Range intersection is a simple, but non-trivial problem.

Its has been answered twice already:

• Find number range intersection
• Comparing date ra

Answer 1

Non Overlapping Ranges:

Prep O(n log n):

1. Make a array / vector of the ranges.
2. Sort the vector by the end of the range (break ties by sorting by the start of the range)

Search:

1. Use binary search to find the first range with an End value of >= TestRange.Start

2. Iterator starting at the binary search until you find an Start > TestRange.End:

   2a. If the range if the current range is within the TestRange, add it to your result.

Answer 2

The standard approach is to use an interval tree.

In computer science, an interval tree is a tree data structure to hold intervals. Specifically, it allows one to efficiently find all intervals that overlap with any given interval or point. It is often used for windowing queries, for instance, to find all roads on a computerized map inside a rectangular viewport, or to find all visible elements inside a three-dimensional scene. A similar data structure is the segment tree.

The trivial solution is to visit each interval and test whether it intersects the given point or interval, which requires O(n) time, where n is the number of intervals in the collection. Since a query may return all intervals, for example if the query is a large interval intersecting all intervals in the collection, this is asymptotically optimal; however, we can do better by considering output-sensitive algorithms, where the runtime is expressed in terms of m, the number of intervals produced by the query. Interval trees have a query time of O(log n + m) and an initial creation time of O(n log n), while limiting memory consumption to O(n). After creation, interval trees may be dynamic, allowing efficient insertion and deletion of an interval in O(log n).

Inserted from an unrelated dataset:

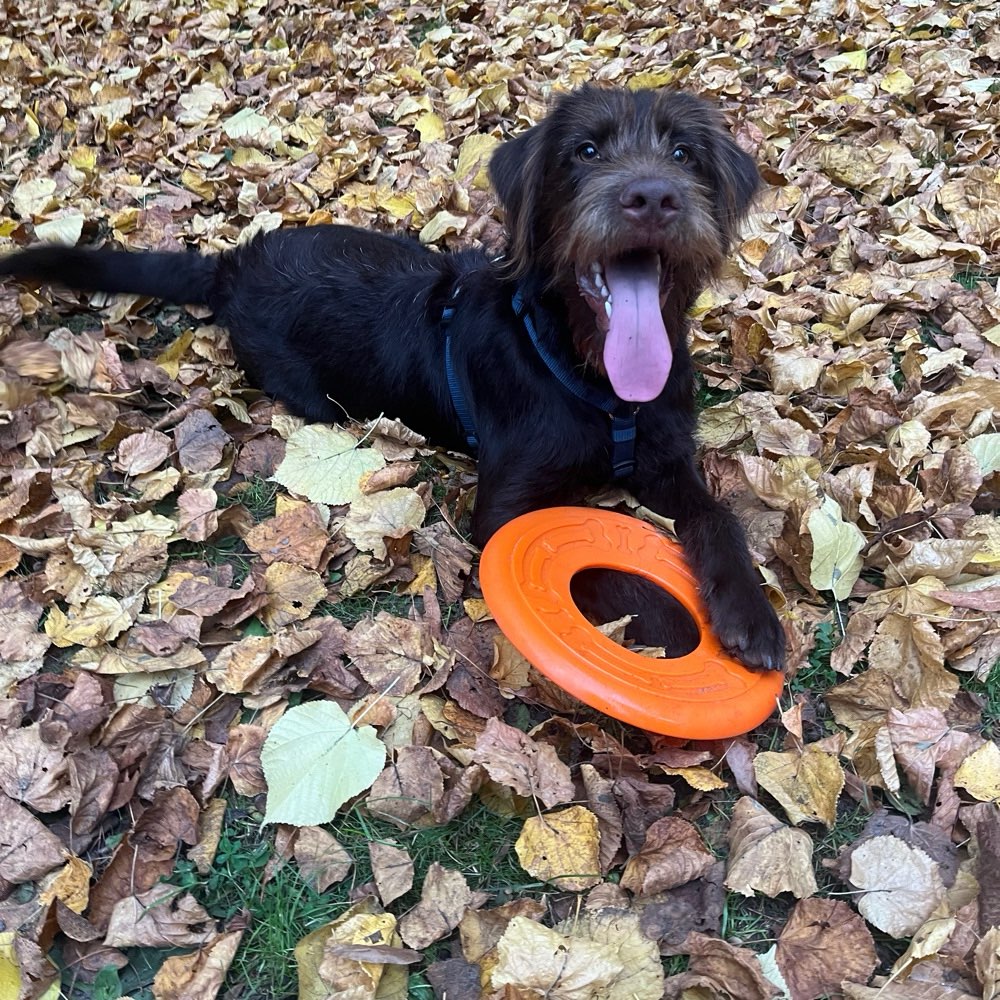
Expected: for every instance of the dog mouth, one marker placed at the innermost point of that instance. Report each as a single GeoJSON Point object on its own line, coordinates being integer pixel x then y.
{"type": "Point", "coordinates": [627, 294]}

If the endpoints of intervals are within a small integer range (e.g., in the range [1,...,O(n)]), faster data structures exist[1] with preprocessing time O(n) and query time O(1+m) for reporting m intervals containing a given query point.

Answer 3

Sounds like you need a class that implements the SortedSet interface. TreeSet is the implementation that ships with the core API.

Have one set holding the ranges sorted by lowest value, and one sorted by highest value.

You can then implement the equivalent of the database algorithm using the in-memory sets.

As for whether this is actually faster than O(n), I couldn't say.